Priscilla Rattazzi

The influence and legacy of an early career as a fashion and portrait photographer is striking in the work of Priscilla Rattazzi. As the consummate master of restraint, she conjures an innately and effortlessly elegant aesthetic of beauty; whether she’s portraying the rarefied, aspirational worlds of the Great and the Good, or her beloved, sentinel lime trees etched against a snowy landscape in the place that was once called home. Rattazzi’s talent is to imbue her portraits with a singular stillness that anchors them and gives them the potency and permanence of a statue.
 
Her landscapes, conversely, are remarkable for their anthropomorphic animation.

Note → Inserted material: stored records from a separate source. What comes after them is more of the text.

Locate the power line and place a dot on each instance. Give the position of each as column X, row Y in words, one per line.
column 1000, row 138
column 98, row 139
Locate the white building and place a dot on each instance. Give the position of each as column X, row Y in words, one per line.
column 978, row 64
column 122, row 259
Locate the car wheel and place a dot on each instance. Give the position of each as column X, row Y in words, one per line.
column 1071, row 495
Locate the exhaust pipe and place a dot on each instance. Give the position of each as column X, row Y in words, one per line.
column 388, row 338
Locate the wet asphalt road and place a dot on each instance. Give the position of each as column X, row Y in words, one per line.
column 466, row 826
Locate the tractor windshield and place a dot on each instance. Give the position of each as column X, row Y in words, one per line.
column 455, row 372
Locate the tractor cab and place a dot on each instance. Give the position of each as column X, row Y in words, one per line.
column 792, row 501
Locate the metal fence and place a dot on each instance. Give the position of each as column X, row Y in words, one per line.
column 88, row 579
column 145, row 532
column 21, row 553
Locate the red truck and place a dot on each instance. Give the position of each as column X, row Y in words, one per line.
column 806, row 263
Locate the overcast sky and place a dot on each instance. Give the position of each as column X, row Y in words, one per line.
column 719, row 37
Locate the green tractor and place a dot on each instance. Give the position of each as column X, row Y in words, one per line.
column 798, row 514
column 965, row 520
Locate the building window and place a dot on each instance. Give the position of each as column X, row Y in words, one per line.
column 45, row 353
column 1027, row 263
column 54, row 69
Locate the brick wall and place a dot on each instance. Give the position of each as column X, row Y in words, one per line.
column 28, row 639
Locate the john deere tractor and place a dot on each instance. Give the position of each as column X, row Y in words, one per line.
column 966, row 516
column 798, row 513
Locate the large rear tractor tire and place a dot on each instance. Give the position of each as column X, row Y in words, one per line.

Rattazzi is not the first photographer to go into the desert in search of meaning and miracle, to seek out landscapes as a source of inspiration, solace and peace. Like Ansel Adams, Robert Misrach, or Sebastiao Salgado who pursued the beauty aesthetic in nature’s empty spaces, she became an environmentalist by default. Her 2017 Grand Staircase-Escalante series is a clarion call to save this fragile, inaccessible land mass in South Utah. This, the last explored frontier of America, offers an astounding biodiversity, from its low-lying deserts, its coniferous forest to the uncharted cliffs and escarpments of its mountain range.
 
Rattazzi’s method of making sense of the unwieldy barren landscape and its threatened existence is to give it a human scale and perspective, which inevitably deepens our sense of engagement. She positions the otherworldly geological wonders – those towering basalt sandstone rock stacks – centre frame, and angles the lens so they look, for all the world, like wasp-waisted, ample-breasted figures of an Irving Penn fashion shoot, posing beneath the brims of their ladylike hats.
 
Priscilla Rattazzi was born in Rome, Italy in 1956 and went to boarding school in Wales before moving to the United States in the early seventies. She studied photography at Sarah Lawrence College, and later worked as an assistant to photographer Hiro in the late seventies. Throughout the eighties, Priscilla worked as a fashion and portrait photographer in New York. After her children were born, her focus shifted to more personal subjects, such as family life and dogs; most recently she has gravitated towards the environment. Her work has appeared in Brides, Self, Redbook, New York and The New York Times Magazine. In Italy, her work has appeared in Vogue Italia, Donna and Amica. Rattazzi has published four books and one portfolio: Best Friends (1989), Children (1992), Georgica Pond (2000), Best Friends The Portfolio (2006), Luna & Lola (2010), and Three Lindens (2023). She has shown at galleries and museums such as Staley-Wise Gallery in New York, the Knoxville Museum of Art in Knoxville, TN, Glenn Horowitz Bookselller in East Hampton, NY, Jack Banning Gallery in New York, Valentina Moncada Gallery in Rome, Italy, Paul Fisher Gallery in West Palm Beach, FL, the Norton Museum of Art in West Palm Beach, FL, the Peter Marino Art Foundation in Southhampton, NY, the Italian Cultural Institute in New York, and Robilant+Voena Gallery in Milan, Italy.